November 28, 2007 at 7:29 pm (Computers, Economics, Education)

I’ve talked before about the resistance in academia, or at least in the Humanities, to digital publications. After a fascinating talk yesterday by Simon Tanner, of King’s College, London, a number of us got into a conversation about the subject. One of Simon’s key points is that we don’t live in an information economy, per se. There is valuable information, but there is also worthless information, and there’s more of it than anyone could ever hope to assimilate. What is limited, and therefore valuable, in our modern world is attention. That’s why we have news services, television, magazines, RSS, etc., to weed through the glut of information and find the tidbits that we consider worthwhile.

One of the participants, Joseph Vaughan, of UCLA’s own Center for Digital Humanities (where I used to work) pointed out that the academic publishers have actually been providing us with a service for a long time by “artificially” limiting the amount of information available within our various fields. Through their peer-review process, they essentially vet scholarship as being valuable or worthless, so that we, the scholars, don’t have to dig through it all. However, it struck me that, even if that were the primary goal of the academic publishers, there would still be room for growth via digital publication. More advanced indexing tools and more specifically focused periodicals could make it much easier than even now to wade through the data. So what, then, is the limiting factor?

I wonder if it might not be jobs. In the Humanities, there are far more PhDs than there is work. Since there are few jobs, and since the best jobs are allocated based upon your publication record, the expansion of the number of publishers would create even more competition for the available jobs.
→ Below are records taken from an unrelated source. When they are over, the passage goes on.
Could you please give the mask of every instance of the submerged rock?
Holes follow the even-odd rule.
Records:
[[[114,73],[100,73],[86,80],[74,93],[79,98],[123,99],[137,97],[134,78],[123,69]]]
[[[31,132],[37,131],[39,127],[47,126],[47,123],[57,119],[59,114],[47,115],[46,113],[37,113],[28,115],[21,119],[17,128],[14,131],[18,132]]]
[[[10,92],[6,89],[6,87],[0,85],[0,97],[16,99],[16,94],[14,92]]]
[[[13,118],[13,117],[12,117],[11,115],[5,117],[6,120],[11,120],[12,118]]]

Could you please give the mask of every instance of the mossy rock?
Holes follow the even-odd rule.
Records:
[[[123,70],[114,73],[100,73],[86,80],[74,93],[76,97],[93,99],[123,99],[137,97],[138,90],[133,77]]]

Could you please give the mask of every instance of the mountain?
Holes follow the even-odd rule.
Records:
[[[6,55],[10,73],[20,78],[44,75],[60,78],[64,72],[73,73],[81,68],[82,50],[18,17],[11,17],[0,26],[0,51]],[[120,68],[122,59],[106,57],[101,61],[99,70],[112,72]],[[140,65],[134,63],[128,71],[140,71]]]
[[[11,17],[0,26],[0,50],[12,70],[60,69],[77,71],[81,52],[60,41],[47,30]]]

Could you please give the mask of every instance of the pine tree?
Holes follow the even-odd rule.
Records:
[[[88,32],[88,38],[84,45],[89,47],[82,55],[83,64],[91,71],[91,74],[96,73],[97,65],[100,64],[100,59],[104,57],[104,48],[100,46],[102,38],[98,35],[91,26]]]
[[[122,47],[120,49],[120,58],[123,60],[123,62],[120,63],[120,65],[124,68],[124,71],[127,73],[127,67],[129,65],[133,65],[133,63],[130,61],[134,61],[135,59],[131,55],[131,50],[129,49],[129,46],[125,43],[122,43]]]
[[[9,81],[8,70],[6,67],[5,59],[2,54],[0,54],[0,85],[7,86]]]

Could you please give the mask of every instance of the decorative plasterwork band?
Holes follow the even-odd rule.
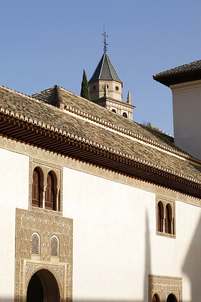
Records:
[[[152,302],[155,294],[159,302],[166,302],[169,295],[172,294],[177,302],[182,302],[182,278],[159,275],[148,275],[149,302]]]
[[[72,301],[73,220],[51,211],[50,214],[36,208],[35,211],[16,209],[15,302],[25,301],[31,276],[44,269],[51,272],[57,281],[62,295],[60,301]],[[32,260],[31,238],[36,232],[41,238],[41,261]],[[54,262],[51,242],[55,235],[59,240],[60,252],[59,261]]]
[[[15,142],[5,138],[0,138],[0,147],[31,156],[32,160],[33,160],[34,161],[40,160],[39,162],[41,163],[44,162],[45,165],[47,164],[47,161],[48,161],[50,163],[49,165],[55,168],[60,168],[62,166],[66,167],[152,192],[163,197],[166,196],[168,199],[172,198],[201,207],[201,201],[199,198],[191,197],[159,185],[122,175],[104,168],[96,167],[93,164],[83,162],[80,161]]]

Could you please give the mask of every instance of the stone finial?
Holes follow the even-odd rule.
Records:
[[[127,96],[127,102],[128,104],[130,104],[131,103],[131,95],[130,94],[130,90],[128,90],[128,92]]]
[[[107,98],[108,96],[108,89],[106,83],[105,83],[104,85],[104,95],[105,98]]]
[[[55,85],[54,87],[56,88],[56,91],[57,92],[58,107],[59,108],[61,108],[62,110],[63,110],[64,104],[63,102],[63,100],[60,90],[60,87],[57,85]]]

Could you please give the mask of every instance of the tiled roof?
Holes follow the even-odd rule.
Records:
[[[106,52],[103,54],[89,82],[98,80],[114,80],[122,83]]]
[[[53,126],[52,131],[56,127],[57,133],[69,133],[69,137],[82,138],[85,141],[94,142],[93,145],[102,146],[102,149],[105,146],[112,154],[124,153],[127,158],[147,166],[193,180],[196,183],[201,181],[201,162],[176,148],[172,137],[55,87],[34,95],[37,100],[0,86],[0,107],[4,108],[2,112],[12,116],[15,113],[18,117],[23,114],[27,117],[27,122],[31,119],[31,122],[36,120],[35,124],[39,125],[37,121],[40,121],[44,128],[49,124],[48,129]],[[58,88],[66,110],[44,102],[46,98],[49,103],[55,104],[53,96],[54,89]]]
[[[189,63],[153,76],[154,80],[167,86],[200,80],[201,60]]]

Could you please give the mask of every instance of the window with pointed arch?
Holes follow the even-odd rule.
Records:
[[[159,297],[157,294],[155,294],[153,296],[152,302],[160,302]]]
[[[175,238],[175,201],[158,198],[156,206],[156,235]]]
[[[40,175],[37,168],[35,168],[33,172],[32,182],[32,205],[38,207],[41,206],[42,196],[40,188]]]
[[[54,178],[51,172],[49,172],[47,178],[47,187],[45,195],[45,207],[48,210],[55,209],[55,194]]]
[[[162,232],[163,221],[162,215],[162,211],[161,207],[162,207],[161,203],[159,202],[158,204],[158,231]]]
[[[39,255],[40,250],[40,237],[37,233],[34,233],[31,237],[31,253]]]
[[[56,236],[53,236],[51,239],[51,256],[54,257],[58,257],[59,255],[59,239]]]

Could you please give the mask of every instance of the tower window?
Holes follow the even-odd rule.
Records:
[[[124,116],[125,117],[127,118],[128,117],[128,116],[127,116],[127,114],[126,114],[125,112],[124,112],[122,115],[123,115],[123,116]]]

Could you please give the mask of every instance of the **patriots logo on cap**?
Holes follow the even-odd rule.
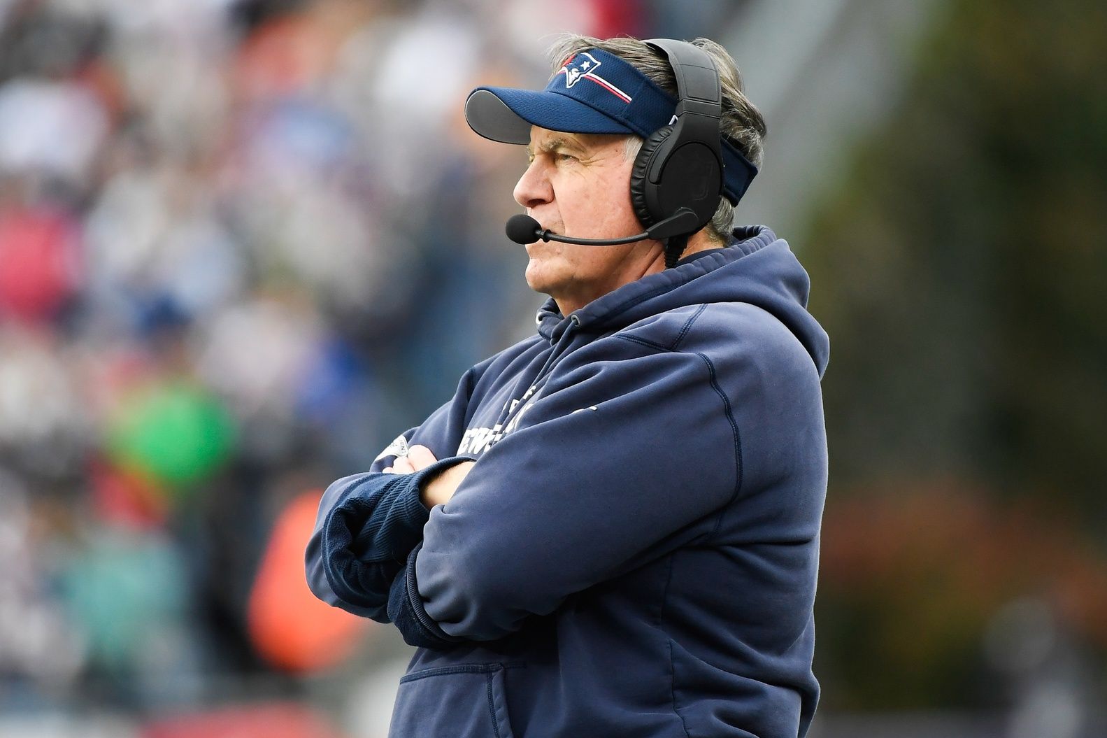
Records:
[[[580,81],[580,78],[589,72],[594,72],[599,66],[600,62],[596,61],[596,57],[587,51],[577,54],[565,65],[565,86],[571,88]]]
[[[596,59],[596,57],[587,51],[582,51],[576,57],[569,59],[569,61],[567,61],[565,65],[558,70],[558,74],[565,74],[566,90],[570,89],[581,80],[590,80],[613,94],[615,98],[629,103],[631,101],[631,96],[629,94],[596,73],[596,70],[599,69],[601,64],[602,62]]]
By keeping the number of journals limited, you also keep down the number of qualified applicants; conversely, if you allowed digital publications, and therefore anyone could get a job, how would you control the process any more? Of course, I know that the sciences have picked up digital publication like a fish to swimming, but my response is that there are a lot more private sector jobs available for people with degrees in the hard sciences than us fluffy sorts. Any thoughts?